Command line tool¶
There are two main issues that may arise with results reported in the literature:
Even though the same public datasets are used, the actual evaluation protocol may differ slightly from one paper to another.
The implementation of the reported evaluation metrics may also differ.
The first objective of the pyannote.metrics library is to address these two problems, and provide a convenient way for researchers to evaluate their approaches in a reproducible and comparable manner.
Here is an example use of the command line interface that is provided to solve this problem.
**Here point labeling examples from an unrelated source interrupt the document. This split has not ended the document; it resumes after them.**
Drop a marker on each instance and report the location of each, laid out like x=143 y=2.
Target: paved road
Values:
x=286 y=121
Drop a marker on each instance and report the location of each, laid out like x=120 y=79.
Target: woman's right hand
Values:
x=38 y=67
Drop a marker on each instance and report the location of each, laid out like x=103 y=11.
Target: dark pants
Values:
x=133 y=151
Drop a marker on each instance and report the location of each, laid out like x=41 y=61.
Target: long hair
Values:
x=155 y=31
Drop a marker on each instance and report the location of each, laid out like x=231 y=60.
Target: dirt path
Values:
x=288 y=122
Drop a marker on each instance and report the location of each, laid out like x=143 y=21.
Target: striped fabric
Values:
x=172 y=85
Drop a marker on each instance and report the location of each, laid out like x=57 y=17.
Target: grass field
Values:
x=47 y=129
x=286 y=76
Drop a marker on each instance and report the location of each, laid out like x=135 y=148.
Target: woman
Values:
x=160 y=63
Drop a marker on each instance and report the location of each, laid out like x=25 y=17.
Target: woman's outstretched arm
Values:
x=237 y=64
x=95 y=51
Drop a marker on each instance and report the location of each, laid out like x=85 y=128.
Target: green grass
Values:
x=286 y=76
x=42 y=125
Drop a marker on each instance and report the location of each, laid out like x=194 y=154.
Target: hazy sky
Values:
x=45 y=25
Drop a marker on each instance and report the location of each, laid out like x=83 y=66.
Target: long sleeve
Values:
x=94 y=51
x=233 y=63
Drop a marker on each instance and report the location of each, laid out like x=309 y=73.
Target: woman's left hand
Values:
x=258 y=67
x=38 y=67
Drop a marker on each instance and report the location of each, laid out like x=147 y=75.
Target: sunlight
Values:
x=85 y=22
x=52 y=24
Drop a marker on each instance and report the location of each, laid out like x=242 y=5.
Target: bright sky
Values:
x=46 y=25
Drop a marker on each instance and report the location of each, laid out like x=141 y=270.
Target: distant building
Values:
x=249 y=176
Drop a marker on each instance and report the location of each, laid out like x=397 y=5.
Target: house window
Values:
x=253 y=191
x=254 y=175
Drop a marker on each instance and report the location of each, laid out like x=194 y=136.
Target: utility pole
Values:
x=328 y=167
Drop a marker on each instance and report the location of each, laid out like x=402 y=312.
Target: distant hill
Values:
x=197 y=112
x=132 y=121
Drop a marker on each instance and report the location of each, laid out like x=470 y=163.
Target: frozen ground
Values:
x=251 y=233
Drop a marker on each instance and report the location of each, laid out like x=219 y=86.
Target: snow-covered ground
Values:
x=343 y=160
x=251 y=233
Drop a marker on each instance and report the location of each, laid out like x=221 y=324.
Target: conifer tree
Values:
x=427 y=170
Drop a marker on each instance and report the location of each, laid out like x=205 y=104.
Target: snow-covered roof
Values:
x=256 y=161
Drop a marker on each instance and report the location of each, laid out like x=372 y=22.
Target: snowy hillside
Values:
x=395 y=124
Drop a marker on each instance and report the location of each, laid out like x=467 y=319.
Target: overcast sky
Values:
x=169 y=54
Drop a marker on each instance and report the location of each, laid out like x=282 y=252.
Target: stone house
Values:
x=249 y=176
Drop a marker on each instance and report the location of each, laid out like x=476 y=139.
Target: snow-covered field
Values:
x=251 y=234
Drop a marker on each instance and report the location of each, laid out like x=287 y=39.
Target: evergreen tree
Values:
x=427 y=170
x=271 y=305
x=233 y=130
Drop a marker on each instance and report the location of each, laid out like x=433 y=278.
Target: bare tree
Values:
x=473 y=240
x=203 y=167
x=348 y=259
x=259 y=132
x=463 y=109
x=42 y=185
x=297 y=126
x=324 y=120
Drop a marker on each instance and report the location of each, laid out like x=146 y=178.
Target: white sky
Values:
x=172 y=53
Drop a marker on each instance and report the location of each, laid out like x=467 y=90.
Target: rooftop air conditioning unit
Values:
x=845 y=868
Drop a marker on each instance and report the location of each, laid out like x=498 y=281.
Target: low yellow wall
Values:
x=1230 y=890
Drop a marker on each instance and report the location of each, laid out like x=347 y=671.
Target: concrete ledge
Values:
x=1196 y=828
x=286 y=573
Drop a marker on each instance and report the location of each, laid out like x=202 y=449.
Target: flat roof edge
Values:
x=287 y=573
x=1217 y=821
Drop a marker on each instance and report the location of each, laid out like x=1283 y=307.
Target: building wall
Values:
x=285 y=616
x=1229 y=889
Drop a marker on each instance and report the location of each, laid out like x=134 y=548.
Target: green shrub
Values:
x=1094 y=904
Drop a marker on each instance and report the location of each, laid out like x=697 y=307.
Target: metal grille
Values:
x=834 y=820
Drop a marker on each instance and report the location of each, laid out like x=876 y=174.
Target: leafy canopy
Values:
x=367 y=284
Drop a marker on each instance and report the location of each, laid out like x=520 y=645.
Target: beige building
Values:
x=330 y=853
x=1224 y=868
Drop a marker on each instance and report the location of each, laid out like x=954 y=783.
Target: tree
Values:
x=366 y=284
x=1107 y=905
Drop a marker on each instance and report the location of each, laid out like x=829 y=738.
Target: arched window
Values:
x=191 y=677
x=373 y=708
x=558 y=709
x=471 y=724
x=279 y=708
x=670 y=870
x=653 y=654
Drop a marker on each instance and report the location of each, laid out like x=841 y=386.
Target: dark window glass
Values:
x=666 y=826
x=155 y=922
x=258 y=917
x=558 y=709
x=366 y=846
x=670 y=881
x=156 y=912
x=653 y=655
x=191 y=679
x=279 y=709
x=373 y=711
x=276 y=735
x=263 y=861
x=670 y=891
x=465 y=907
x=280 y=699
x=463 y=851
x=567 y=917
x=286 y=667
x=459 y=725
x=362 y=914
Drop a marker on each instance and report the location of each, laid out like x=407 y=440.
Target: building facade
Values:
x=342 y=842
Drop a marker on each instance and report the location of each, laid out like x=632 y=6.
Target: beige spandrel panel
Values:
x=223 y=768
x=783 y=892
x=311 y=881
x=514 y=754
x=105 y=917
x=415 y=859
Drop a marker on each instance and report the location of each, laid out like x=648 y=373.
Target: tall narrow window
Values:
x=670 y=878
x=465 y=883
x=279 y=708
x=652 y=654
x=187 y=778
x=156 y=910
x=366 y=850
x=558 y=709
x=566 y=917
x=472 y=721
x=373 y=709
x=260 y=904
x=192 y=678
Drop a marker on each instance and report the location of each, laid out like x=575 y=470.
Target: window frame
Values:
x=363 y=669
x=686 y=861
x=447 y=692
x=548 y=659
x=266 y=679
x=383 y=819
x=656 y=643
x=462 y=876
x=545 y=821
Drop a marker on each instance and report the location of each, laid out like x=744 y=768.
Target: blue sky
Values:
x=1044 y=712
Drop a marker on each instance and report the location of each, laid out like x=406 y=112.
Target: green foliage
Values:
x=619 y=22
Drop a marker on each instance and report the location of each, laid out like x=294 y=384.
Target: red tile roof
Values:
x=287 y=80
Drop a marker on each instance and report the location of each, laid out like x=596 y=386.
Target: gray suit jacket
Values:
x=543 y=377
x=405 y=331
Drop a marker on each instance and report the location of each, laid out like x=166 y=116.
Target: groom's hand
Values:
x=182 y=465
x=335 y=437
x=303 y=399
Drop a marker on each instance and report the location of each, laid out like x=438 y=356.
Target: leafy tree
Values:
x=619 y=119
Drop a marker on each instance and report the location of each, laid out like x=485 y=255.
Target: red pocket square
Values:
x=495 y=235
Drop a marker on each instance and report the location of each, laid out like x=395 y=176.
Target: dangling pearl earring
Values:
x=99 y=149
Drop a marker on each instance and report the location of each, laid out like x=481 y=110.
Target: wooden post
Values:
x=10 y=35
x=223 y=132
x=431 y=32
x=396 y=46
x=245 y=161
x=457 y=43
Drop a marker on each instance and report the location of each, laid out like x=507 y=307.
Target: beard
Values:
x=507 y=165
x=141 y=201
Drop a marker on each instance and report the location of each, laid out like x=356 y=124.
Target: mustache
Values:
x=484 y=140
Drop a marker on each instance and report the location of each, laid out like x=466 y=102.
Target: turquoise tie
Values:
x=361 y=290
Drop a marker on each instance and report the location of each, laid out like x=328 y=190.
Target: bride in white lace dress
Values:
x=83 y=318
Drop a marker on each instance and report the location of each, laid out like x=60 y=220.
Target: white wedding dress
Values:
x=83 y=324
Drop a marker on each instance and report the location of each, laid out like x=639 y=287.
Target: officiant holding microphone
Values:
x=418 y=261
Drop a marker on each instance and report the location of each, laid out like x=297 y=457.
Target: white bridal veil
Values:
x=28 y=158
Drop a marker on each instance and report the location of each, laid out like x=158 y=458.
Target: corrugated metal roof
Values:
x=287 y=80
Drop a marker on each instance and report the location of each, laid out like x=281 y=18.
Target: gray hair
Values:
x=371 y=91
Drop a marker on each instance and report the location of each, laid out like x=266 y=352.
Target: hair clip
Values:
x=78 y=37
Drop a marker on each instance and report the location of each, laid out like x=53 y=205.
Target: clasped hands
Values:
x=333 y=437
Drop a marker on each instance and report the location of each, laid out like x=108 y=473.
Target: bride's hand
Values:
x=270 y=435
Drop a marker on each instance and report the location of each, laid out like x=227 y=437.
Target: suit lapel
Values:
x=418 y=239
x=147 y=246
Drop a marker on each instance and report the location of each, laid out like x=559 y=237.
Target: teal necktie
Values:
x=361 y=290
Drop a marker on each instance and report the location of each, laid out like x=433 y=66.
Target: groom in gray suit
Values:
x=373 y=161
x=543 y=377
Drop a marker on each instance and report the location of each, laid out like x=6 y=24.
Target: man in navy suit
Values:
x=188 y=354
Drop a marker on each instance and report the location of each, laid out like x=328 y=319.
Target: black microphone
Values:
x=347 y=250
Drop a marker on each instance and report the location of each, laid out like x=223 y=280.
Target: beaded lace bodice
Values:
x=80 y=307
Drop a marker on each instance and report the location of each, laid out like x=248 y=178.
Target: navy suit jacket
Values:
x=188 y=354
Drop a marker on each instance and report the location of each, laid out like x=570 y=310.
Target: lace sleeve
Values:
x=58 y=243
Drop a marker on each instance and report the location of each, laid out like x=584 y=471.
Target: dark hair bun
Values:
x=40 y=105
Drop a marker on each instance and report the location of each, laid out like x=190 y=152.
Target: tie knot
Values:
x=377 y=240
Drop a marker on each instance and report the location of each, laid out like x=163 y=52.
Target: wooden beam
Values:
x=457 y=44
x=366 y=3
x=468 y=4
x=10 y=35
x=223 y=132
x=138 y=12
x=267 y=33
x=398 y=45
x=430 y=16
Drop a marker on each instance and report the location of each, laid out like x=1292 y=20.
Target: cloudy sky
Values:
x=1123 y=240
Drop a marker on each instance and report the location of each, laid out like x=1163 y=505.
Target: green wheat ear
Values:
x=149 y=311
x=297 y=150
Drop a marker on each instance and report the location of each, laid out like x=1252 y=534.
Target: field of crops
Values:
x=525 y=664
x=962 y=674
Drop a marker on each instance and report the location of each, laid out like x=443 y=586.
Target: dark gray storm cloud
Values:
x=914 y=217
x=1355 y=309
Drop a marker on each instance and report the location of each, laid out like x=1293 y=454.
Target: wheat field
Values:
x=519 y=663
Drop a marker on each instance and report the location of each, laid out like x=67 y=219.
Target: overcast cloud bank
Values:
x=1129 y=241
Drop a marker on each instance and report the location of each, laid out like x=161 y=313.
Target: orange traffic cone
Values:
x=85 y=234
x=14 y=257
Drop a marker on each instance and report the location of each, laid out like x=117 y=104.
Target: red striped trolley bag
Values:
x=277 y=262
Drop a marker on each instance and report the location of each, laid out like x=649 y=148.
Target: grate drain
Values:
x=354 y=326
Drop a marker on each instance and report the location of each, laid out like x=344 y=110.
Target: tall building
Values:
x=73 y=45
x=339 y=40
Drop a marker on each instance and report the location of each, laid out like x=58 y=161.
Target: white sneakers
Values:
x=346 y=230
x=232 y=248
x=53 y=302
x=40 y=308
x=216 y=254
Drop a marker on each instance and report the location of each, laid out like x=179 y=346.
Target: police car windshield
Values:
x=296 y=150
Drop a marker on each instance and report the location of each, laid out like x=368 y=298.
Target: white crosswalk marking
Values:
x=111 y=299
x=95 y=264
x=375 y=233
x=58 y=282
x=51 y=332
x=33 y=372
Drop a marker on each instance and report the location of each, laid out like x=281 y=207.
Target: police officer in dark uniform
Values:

$ pyannote-metrics diarization --subset=development Etape.SpeakerDiarization.TV hypothesis.rttm
Diarization (collar = 0 ms) error purity coverage total correct % fa. % miss. % conf. %
-------------------------------------- ------- -------- ---------- -------- --------- ----- ------ ----- ------- ---- ------- -----
BFMTV_BFMStory_2011-03-17_175900 14.64 94.74 90.00 2582.08 2300.22 89.08 96.16 3.72 80.14 3.10 201.72 7.81
LCP_CaVousRegarde_2011-02-17_204700 17.80 89.13 86.90 3280.72 2848.42 86.82 151.78 4.63 208.29 6.35 224.01 6.83
LCP_EntreLesLignes_2011-03-18_192900 23.46 79.52 79.03 1704.97 1337.80 78.46 32.89 1.93 157.14 9.22 210.03 12.32
LCP_EntreLesLignes_2011-03-25_192900 26.75 76.97 75.86 1704.13 1292.83 75.86 44.61 2.62 158.38 9.29 252.92 14.84
LCP_PileEtFace_2011-03-17_192900 10.73 93.33 92.30 1611.49 1487.32 92.30 48.73 3.02 55.49 3.44 68.67 4.26
LCP_TopQuestions_2011-03-23_213900 18.28 98.25 94.20 727.26 668.65 91.94 74.36 10.22 16.41 2.26 42.20 5.80
LCP_TopQuestions_2011-04-05_213900 27.97 97.95 79.81 818.03 638.68 78.08 49.45 6.04 17.46 2.13 161.89 19.79
TV8_LaPlaceDuVillage_2011-03-14_172834 21.43 92.89 89.64 996.12 892.04 89.55 109.36 10.98 11.80 1.18 92.28 9.26
TV8_LaPlaceDuVillage_2011-03-21_201334 66.23 77.24 70.64 1296.86 691.76 53.34 253.80 19.57 29.16 2.25 575.95 44.41
TOTAL 23.27 88.18 84.55 14721.65 12157.71 82.58 861.14 5.85 734.28 4.99 1829.67 12.43
Tasks¶
Not only can pyannote-metrics
command line tool be used to compute the diarization error rate using NIST implementation, one can also evaluate the typical four sub-modules used in most speaker diarization systems:
Practically, the first positional argument (e.g. diarization
, above) is a flag indicating which task should be evaluated.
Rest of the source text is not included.